致命傷だった。心臓を破壊された市民――獣は、思わず松明とサーベルを取り落としてしまう。
もがき苦しみながらも背後から現れた狩装束姿に身を固めた人物に怨念の言葉を吐きかけた。
「グ ガアア……オマエ……獣のくせに………」
「あるいはお前こそ獣かもしれないな?」
男だった。獣の首を掴んで引き寄せる。胸に突き刺さった銃槍の先端がねじ込まれていく。肉を割き、骨を削る感触。ねっとりとした感触と、硬質なものにぶつかる感触が槍を通じて手に伝わってくる。

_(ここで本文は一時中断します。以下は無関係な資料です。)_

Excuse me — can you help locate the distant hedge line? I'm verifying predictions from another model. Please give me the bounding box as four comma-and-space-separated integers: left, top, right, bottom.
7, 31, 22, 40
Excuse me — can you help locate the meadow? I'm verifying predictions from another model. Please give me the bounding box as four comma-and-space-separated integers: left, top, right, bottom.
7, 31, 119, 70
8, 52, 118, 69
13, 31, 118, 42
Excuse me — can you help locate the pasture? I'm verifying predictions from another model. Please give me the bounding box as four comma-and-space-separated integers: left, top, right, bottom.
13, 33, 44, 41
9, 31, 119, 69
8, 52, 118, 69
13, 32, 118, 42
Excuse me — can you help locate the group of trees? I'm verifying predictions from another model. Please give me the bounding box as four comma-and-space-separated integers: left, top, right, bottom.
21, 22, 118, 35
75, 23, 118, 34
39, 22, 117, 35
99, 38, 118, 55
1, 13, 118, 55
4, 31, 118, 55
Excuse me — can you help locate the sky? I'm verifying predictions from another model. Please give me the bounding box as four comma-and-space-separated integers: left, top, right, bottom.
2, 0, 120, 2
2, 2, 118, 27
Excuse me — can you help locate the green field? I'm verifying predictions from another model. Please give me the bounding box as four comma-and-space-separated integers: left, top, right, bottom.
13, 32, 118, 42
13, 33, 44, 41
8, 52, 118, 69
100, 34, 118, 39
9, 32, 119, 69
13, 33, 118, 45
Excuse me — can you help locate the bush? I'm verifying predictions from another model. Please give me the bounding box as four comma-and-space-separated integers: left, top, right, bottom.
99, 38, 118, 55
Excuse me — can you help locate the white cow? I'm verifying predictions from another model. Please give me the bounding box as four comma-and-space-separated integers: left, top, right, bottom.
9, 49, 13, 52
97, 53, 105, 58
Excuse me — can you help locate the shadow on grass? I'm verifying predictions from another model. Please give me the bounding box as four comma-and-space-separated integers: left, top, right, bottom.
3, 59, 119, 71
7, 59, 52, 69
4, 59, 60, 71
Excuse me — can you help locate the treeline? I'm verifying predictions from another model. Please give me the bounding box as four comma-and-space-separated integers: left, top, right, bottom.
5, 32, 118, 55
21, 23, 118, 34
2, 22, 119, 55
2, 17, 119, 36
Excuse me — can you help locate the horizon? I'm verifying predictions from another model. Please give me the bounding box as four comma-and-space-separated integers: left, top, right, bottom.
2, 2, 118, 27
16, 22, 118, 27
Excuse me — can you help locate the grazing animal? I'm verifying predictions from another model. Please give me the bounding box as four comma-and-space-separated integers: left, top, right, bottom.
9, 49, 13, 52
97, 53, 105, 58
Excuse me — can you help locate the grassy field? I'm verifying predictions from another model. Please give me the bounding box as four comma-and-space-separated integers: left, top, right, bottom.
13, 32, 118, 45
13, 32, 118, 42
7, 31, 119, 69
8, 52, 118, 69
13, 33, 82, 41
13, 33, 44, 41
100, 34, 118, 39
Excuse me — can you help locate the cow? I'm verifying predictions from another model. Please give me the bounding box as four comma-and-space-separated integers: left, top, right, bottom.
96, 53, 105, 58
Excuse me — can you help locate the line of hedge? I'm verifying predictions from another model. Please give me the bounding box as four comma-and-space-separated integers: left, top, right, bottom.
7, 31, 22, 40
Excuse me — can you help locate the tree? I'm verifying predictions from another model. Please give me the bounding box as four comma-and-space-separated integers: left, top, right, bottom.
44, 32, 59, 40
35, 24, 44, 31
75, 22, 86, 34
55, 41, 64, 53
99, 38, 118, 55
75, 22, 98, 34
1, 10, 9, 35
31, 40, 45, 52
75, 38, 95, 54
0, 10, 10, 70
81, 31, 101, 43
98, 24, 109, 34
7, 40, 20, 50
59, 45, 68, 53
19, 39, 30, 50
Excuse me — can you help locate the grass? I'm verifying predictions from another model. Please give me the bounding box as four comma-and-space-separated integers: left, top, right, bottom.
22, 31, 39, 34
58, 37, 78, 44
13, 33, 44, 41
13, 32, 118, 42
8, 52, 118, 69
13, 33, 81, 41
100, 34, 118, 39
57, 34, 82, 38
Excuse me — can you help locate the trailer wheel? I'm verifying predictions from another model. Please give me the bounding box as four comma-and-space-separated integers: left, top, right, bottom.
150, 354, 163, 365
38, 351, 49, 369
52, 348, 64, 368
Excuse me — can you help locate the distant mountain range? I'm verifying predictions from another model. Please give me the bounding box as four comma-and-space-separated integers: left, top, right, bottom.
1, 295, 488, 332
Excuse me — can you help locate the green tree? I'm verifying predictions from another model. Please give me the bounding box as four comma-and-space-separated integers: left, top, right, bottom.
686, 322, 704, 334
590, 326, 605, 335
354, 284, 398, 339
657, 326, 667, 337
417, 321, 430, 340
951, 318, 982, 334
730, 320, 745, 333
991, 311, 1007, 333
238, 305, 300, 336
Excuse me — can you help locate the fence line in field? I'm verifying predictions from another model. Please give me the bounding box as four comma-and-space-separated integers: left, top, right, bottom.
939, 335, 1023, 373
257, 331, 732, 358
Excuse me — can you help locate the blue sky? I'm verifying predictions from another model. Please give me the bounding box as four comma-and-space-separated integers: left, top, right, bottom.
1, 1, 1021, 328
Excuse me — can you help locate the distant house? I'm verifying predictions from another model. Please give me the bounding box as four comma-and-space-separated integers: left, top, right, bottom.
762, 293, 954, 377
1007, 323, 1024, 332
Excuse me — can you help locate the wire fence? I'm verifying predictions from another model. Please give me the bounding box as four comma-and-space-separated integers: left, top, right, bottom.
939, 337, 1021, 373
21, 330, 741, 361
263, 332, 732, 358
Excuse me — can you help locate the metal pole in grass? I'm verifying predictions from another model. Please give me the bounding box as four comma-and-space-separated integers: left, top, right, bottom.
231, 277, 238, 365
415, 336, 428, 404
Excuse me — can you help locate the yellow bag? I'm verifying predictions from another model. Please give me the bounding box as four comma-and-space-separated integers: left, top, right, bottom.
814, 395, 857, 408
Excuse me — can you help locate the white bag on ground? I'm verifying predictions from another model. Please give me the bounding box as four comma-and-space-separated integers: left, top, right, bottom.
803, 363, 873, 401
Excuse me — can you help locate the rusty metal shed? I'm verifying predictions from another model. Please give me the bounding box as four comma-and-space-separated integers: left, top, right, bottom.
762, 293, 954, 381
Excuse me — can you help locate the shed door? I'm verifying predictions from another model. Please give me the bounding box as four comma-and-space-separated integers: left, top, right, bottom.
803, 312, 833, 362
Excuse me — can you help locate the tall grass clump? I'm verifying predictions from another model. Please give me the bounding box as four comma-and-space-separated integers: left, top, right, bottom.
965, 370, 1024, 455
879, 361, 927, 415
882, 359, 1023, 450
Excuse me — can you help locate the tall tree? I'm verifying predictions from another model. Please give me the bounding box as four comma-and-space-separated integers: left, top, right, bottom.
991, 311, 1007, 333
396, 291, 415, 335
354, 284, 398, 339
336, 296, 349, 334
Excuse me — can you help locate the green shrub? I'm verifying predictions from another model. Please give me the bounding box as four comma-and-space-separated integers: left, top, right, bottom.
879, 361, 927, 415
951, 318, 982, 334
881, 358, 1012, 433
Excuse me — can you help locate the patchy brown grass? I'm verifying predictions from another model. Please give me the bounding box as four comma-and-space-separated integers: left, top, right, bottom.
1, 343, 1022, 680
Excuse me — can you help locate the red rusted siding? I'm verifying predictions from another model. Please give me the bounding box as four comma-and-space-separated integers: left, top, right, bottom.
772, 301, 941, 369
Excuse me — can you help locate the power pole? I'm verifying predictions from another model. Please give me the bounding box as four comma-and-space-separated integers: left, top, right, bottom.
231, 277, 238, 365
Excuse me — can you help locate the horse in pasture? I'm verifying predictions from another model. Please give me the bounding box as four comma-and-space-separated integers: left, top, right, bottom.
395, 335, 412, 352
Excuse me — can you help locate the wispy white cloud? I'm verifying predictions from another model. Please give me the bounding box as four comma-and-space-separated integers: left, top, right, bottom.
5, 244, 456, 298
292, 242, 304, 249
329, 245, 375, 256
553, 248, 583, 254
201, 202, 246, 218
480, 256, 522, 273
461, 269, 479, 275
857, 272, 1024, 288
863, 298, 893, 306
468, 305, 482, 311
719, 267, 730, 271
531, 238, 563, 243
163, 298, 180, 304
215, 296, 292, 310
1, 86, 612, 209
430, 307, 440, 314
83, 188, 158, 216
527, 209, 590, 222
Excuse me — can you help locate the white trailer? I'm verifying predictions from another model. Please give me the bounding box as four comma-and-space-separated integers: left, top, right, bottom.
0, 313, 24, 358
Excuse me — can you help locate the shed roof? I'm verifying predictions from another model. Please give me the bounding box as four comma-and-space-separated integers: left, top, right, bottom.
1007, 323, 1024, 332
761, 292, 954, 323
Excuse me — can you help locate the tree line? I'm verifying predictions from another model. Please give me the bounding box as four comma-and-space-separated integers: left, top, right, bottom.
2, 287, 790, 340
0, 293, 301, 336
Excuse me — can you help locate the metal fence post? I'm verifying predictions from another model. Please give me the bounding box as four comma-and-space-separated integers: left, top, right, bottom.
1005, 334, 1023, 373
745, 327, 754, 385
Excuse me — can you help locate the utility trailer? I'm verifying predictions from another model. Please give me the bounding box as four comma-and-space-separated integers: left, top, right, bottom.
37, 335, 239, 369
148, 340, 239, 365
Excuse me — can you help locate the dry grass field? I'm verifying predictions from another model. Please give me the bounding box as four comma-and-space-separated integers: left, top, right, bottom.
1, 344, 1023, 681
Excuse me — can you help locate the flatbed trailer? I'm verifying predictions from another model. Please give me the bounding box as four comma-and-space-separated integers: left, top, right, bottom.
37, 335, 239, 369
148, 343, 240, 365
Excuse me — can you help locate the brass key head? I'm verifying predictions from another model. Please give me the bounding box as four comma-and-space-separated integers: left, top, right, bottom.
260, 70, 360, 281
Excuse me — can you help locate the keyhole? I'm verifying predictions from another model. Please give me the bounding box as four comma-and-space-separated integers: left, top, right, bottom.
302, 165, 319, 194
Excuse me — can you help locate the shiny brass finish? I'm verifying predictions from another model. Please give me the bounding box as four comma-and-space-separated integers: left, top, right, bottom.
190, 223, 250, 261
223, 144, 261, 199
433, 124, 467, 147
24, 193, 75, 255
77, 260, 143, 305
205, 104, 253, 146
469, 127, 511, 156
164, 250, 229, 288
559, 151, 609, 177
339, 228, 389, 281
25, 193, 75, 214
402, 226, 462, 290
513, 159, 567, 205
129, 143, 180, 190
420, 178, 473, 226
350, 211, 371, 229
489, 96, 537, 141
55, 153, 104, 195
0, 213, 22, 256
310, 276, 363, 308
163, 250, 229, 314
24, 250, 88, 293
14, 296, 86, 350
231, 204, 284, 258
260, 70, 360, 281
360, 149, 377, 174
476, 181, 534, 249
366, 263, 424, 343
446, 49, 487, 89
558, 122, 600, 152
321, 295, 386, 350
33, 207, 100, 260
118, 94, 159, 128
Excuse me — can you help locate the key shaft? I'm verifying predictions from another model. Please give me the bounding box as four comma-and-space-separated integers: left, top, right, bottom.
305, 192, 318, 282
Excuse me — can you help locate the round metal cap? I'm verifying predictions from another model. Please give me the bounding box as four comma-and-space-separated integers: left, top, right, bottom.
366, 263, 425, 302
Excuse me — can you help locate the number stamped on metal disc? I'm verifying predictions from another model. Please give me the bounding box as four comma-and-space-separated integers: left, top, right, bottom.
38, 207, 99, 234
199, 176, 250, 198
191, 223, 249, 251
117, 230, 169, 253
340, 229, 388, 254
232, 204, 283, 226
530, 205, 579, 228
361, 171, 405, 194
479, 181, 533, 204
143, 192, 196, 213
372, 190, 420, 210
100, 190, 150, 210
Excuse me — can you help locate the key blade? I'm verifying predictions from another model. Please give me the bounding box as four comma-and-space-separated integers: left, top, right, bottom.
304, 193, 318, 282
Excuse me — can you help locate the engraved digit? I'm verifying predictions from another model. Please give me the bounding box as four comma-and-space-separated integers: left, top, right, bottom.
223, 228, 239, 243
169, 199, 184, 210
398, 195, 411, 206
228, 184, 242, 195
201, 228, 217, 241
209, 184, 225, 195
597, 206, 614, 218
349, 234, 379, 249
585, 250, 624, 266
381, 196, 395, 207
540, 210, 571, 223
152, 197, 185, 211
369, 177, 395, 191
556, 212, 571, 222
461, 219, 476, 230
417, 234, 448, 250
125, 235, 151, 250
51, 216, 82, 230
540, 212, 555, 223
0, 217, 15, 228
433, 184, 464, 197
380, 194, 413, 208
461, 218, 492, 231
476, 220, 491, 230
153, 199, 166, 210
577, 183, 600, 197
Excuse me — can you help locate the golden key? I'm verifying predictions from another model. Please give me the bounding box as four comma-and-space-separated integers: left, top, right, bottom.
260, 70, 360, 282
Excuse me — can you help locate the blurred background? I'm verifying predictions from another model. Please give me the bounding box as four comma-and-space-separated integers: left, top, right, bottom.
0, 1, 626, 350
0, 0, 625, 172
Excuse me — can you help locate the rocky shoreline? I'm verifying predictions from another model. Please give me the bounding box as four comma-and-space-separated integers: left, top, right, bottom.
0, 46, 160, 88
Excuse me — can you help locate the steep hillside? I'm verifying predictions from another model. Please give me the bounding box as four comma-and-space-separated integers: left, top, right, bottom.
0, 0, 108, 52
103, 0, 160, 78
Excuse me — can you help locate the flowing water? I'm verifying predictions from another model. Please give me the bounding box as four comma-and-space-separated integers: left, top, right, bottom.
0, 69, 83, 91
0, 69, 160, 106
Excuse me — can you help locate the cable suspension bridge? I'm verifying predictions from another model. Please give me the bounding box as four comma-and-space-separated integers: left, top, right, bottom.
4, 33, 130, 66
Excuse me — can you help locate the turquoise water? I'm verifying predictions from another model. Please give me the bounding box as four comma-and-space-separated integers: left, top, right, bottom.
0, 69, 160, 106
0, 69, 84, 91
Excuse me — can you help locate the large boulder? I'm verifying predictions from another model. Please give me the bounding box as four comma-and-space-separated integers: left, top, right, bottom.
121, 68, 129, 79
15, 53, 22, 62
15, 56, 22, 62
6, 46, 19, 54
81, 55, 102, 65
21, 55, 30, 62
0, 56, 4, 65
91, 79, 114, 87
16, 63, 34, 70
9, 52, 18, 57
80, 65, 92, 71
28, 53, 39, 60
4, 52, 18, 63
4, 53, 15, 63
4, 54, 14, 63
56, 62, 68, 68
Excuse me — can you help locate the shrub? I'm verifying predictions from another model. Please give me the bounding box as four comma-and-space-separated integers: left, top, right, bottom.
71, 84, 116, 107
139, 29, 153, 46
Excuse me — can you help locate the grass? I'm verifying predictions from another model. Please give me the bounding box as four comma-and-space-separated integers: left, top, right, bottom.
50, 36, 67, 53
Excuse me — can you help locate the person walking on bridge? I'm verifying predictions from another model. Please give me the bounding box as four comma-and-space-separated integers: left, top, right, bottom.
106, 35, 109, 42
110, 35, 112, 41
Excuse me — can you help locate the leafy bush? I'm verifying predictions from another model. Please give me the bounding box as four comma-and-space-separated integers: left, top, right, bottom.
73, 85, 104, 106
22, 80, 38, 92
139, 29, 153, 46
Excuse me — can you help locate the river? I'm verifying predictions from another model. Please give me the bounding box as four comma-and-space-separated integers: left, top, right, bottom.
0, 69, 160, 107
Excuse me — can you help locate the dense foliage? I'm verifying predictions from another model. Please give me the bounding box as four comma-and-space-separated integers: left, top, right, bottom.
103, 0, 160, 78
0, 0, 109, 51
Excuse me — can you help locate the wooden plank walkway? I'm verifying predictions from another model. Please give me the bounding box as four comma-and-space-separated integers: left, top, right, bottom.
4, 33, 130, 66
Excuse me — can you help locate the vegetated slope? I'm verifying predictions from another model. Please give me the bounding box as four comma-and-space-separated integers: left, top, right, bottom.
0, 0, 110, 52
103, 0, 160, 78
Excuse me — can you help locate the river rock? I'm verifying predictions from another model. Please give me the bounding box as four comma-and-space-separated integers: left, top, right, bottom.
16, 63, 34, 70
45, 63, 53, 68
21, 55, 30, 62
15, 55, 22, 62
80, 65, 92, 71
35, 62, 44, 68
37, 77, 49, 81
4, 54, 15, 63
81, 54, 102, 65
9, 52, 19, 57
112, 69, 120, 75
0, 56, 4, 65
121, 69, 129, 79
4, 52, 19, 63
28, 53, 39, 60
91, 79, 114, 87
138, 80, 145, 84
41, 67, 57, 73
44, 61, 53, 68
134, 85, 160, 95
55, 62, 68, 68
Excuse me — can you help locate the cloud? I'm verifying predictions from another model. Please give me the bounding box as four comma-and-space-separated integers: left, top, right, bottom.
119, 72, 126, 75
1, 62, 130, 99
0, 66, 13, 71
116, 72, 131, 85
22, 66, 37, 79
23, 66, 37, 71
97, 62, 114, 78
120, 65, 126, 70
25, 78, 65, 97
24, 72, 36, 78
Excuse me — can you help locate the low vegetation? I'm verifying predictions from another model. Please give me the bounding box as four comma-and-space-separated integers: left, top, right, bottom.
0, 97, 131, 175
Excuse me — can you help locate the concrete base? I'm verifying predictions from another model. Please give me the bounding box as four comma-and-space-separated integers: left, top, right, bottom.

一種の恍惚とした感覚も長くは続かない。死体をどうにかしなくてはならないのだ。
既に息絶えた獣の男の体を前に倒すと、足で背中を踏みしめて引き抜いた。血にぬれた槍を見つめてしばし休息する。血液が肉体にしみこんでいく。血の遺志を吸い取ることで狩人はより強くなっていくのだ。
それは何か特別な意味合いを持っていたというが、皆忘れてしまった。
鼻歌でも歌いそうな気軽さで獣の足を掴むと引き摺っていく。
物陰に引きずり込んだ死体の首目掛けて槍をねじ込む。出血量を増やすように設計された無骨な槍の先端はノコギリのように凹凸が激しく、死体を容易く分断できる。
もっともノコギリ鉈のように分解器具を武器に仕上げたようなしろものと比べれば作業速度は遅いものであるが。
首を切断。酷く損壊した死体を、手ごろな棺おけの中につめて道端に転がしておく。
狩りの夜。ズタ袋と棺おけの数には事足りない。狩人の中には棺おけに隠れて狩りをするものもいるというが、男はそこまで酔狂ではなかった。
獣の病に取り付かれたものは大抵理性を失っている。とはいえ仲間の死体が、それも新鮮なものが転がっているのを目撃されてしまっては警戒されかねない。
故に狩人は死体をすぐに処分したがる。処分できない場合は、すぐに場所を移動するのだ。
闇に紛れ獣を狩る。そう、まるで肉食獣のように。
処分した死体などなかったかのように武器を構えなおすと、男は進み始めた。
するりと物陰から一人の女が姿を現す。顔を隠す布切れ。ボロボロの装束に、相反するシルクハットを頭に乗せた慈悲の刃の使い手。
人食いミルドリスだった。
「ねぇ。アルバ。いい加減教えてくれないかしら。狼もどきってなぁに」
鼻にかかった幼い声。けれど視線は常に物陰から物陰に走っていて油断が一辺たりとも存在しないことを伝えている。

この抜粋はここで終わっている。